His jaw clenched, a darkness flickering in his eyes. “The Marked don’t understand what they exude when madness takes them.”

Their terror hits me like a command.” He tapped his chest once, hard.. “Like a pulse under my skin, and Vareth takes the rest.”

A cold understanding swept through me. Fear. That was the signal. The trigger for him. The very thing Vareth fed on.

And if fear was the spark, then my refusal to break was the only thing keeping him from becoming the monster he feared. I had to resist fear at all costs. It was my only chance with Fionn.

“At least be honest with me, Fionn.”

“I have always been honest, Tilly. We have no choice. Our people suffer the prophecy for a decade if we don’t offer the Marked as a sacrifice. Not even women and children escape Vareth's wrath in Elora. You have witnessed nothing compared to what happens when the prophecy takes effect.”

Was this Fionn showing real remorse, real feelings for his people? I was shocked. His eyes started to lighten as his emotions changed.

“The only way to stop it.” He stepped closer, his presence a shadow I could feel in my bones.

“If there is a true joining of blood, where blood and souls connect as one. That is the only promise written in old Varethym scriptures. But you, Tilly demonstrated that there was no connection there. This is why we had to use the seance of divination to find you and then sacrifice you quickly.

“You never gave me a chance,” I shot back.

But the words scraped out of me with more ache than fury. For a heartbeat, something inside me buckled — a quiet, splintering collapse I refused to let him see.

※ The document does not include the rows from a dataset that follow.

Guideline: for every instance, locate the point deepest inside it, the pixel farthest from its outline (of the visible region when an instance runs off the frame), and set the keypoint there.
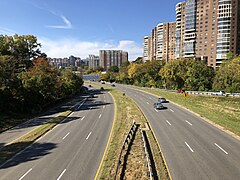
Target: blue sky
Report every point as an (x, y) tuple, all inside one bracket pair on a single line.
[(82, 27)]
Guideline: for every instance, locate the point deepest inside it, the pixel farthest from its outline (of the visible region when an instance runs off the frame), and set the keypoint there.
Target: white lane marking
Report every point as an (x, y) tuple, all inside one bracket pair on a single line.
[(66, 135), (59, 177), (83, 118), (221, 148), (25, 174), (89, 135), (168, 122), (188, 122), (189, 147)]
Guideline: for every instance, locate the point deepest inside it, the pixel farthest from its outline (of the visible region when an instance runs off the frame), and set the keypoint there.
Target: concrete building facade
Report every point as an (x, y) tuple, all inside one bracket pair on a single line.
[(110, 58)]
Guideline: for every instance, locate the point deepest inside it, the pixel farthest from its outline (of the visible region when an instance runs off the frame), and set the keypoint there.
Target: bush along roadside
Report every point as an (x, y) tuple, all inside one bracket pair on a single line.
[(133, 162)]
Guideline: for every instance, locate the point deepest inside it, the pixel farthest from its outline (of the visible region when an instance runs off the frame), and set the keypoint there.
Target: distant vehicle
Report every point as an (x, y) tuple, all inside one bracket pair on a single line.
[(218, 93), (162, 100), (158, 105), (181, 91)]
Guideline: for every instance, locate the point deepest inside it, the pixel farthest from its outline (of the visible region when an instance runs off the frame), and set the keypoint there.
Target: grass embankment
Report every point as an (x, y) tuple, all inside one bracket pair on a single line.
[(224, 111), (19, 144), (125, 112)]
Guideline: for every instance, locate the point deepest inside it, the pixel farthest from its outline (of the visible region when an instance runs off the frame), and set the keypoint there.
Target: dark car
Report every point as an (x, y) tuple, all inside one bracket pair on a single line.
[(158, 105), (162, 100)]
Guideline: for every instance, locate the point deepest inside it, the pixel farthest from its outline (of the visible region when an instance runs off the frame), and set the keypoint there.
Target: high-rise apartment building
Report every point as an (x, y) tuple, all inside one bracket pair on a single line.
[(112, 58), (205, 29), (93, 61), (161, 43), (180, 29)]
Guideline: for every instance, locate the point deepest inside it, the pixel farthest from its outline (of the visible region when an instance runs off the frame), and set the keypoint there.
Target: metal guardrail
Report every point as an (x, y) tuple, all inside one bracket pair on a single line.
[(146, 154), (126, 142)]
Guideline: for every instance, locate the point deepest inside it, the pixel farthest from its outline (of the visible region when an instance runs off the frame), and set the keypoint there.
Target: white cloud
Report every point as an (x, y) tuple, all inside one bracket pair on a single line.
[(67, 24), (7, 31), (67, 47)]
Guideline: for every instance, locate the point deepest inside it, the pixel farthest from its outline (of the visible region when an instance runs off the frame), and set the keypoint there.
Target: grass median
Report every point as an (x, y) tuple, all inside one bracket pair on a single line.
[(224, 111), (19, 144), (125, 112)]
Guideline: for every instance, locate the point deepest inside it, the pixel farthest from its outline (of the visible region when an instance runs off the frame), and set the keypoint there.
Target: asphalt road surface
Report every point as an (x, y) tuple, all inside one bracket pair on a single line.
[(193, 148), (72, 150)]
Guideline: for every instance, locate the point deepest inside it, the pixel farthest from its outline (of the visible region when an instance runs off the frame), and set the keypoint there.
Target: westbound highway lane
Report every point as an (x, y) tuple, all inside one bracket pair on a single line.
[(193, 148), (72, 150)]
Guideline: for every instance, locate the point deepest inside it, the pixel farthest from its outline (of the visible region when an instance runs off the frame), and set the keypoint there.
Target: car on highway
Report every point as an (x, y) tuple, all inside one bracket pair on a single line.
[(158, 105), (162, 100)]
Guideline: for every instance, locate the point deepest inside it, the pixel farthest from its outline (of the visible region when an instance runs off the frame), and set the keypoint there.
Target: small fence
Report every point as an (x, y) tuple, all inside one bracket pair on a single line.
[(146, 154), (126, 141)]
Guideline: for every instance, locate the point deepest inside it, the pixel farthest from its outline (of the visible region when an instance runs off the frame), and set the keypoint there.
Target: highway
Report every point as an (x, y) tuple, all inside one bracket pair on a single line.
[(72, 150), (193, 148)]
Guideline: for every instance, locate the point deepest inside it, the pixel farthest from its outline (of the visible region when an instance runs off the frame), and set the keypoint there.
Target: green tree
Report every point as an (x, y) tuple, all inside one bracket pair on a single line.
[(228, 76)]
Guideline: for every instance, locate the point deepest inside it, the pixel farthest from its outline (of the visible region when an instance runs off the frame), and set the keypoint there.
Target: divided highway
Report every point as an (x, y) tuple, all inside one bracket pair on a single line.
[(193, 148), (72, 150)]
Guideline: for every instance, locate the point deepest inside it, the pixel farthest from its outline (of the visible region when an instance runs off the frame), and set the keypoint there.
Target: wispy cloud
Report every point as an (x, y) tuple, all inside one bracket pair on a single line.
[(67, 47), (7, 31), (67, 24)]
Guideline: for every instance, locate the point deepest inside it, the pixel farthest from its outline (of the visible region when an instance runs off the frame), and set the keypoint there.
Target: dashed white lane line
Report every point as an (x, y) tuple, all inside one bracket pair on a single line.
[(189, 147), (59, 177), (25, 174), (168, 122), (89, 135), (83, 118), (221, 148), (66, 135), (188, 122)]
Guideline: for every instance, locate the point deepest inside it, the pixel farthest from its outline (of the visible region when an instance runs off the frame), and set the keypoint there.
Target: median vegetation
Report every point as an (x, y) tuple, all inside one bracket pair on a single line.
[(24, 141), (135, 168), (224, 111)]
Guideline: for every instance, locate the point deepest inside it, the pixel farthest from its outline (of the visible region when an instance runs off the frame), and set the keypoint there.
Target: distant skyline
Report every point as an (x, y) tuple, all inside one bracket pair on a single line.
[(83, 27)]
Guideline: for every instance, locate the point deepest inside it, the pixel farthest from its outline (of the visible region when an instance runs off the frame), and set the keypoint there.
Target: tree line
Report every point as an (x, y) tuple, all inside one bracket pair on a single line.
[(188, 74), (27, 82)]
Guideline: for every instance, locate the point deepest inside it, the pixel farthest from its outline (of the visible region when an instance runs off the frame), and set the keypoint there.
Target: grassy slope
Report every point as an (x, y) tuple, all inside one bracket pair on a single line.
[(224, 111)]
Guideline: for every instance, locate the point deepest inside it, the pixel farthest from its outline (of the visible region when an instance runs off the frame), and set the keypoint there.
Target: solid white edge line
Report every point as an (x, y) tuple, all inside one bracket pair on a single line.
[(221, 148), (168, 122), (25, 174), (89, 135), (189, 146), (189, 123), (59, 177), (66, 135)]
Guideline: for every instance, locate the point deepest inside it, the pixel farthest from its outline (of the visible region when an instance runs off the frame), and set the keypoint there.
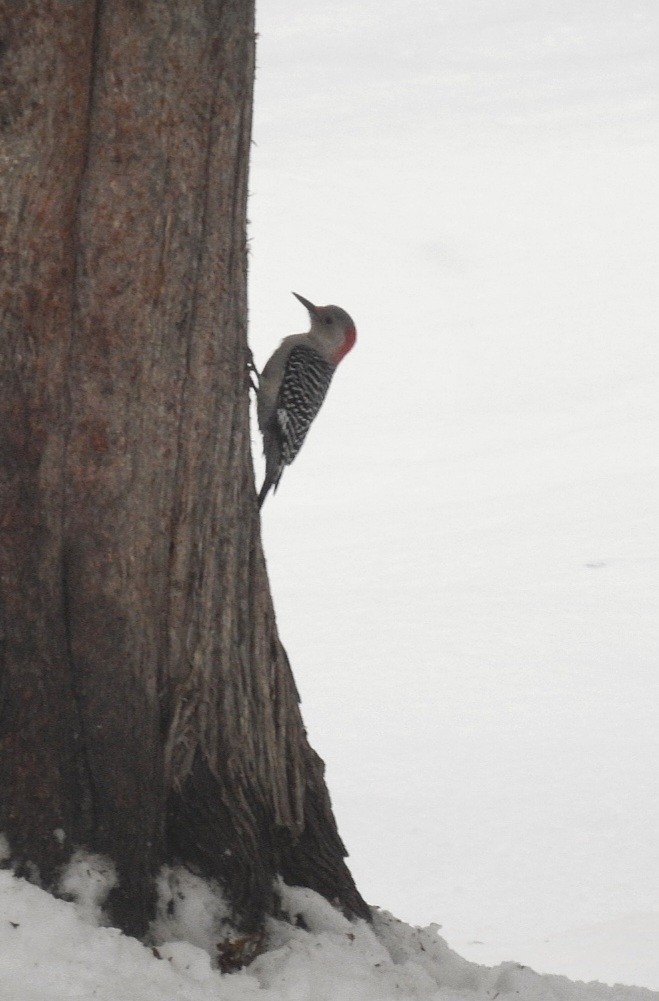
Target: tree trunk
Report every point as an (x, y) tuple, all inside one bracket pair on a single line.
[(147, 709)]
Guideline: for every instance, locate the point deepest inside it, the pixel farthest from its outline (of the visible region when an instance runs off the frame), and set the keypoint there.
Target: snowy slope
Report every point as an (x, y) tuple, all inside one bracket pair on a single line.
[(48, 952), (465, 558)]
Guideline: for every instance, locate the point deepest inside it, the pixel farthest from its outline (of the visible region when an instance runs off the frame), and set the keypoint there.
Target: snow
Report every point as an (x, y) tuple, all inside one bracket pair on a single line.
[(465, 557), (49, 951)]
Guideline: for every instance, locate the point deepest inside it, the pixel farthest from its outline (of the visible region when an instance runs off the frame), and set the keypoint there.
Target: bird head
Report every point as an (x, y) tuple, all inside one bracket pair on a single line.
[(333, 330)]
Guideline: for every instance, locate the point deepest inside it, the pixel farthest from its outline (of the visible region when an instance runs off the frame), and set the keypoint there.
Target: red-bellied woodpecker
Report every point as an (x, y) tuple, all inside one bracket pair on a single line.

Was this about me, or was it about his people, the women, the children he kept mentioning? My stomach knotted, an involuntary twist I didn’t understand, as if some part of me felt the sadness buried beneath his anger. I hated that it pulled at me, that it made me wonder what he had seen, what he had lost, what horrors he carried alone because prophecy demanded it. I didn’t want to feel anything for him, especially not sympathy or understanding, but something in me shifted anyway. I held my breath, forcing my face to stay hard, but inside… inside I wasn’t as untouched as I wanted to be.

“I didn’t fit your expectations. It’s sad, really. That this is all you exist for.”

His expression didn’t change, it was still.

“Careful, Tilly,” he murmured. “You’re mistaking purpose for choice.”

I stepped toward him, refusing to bend,

“You don’t scare me anymore, Fionn. Not when I finally see what you are.”

“Now you're starting to think rather than react,” Fionn said. “If you think I wanted this, you understand me even less than I feared.”

“You try to live in control. That’s the saddest part. You’ve lived so long under prophecy that you have no real control left.” My breath hitched, but I didn’t look away.

“That’s why you hate the Marked, why you hate me, isn’t it? Because we are the one thing you think you can control. It's easier to hate than love, because Vareth turns you into a monster and forces you to kill us. And who would want to live knowing they had killed someone they loved?”

“Control has nothing to do with it. I end what must be ended.”

Suddenly I thought of the others.

“What of your brothers?” I asked, thinking of Cillian. “Are they safe? What happened?”

“I had to leave them to the Gatemen. The battle was far from over.”

I remembered the sight of Cillian surrounded by the Gatemen, fighting for his life.

“They could be dead. How could you do that to your brothers?”

He looked into my eyes, his cold blue gaze piercing.

“What type of man would I be if I let you die at the hands of the Gatemen?”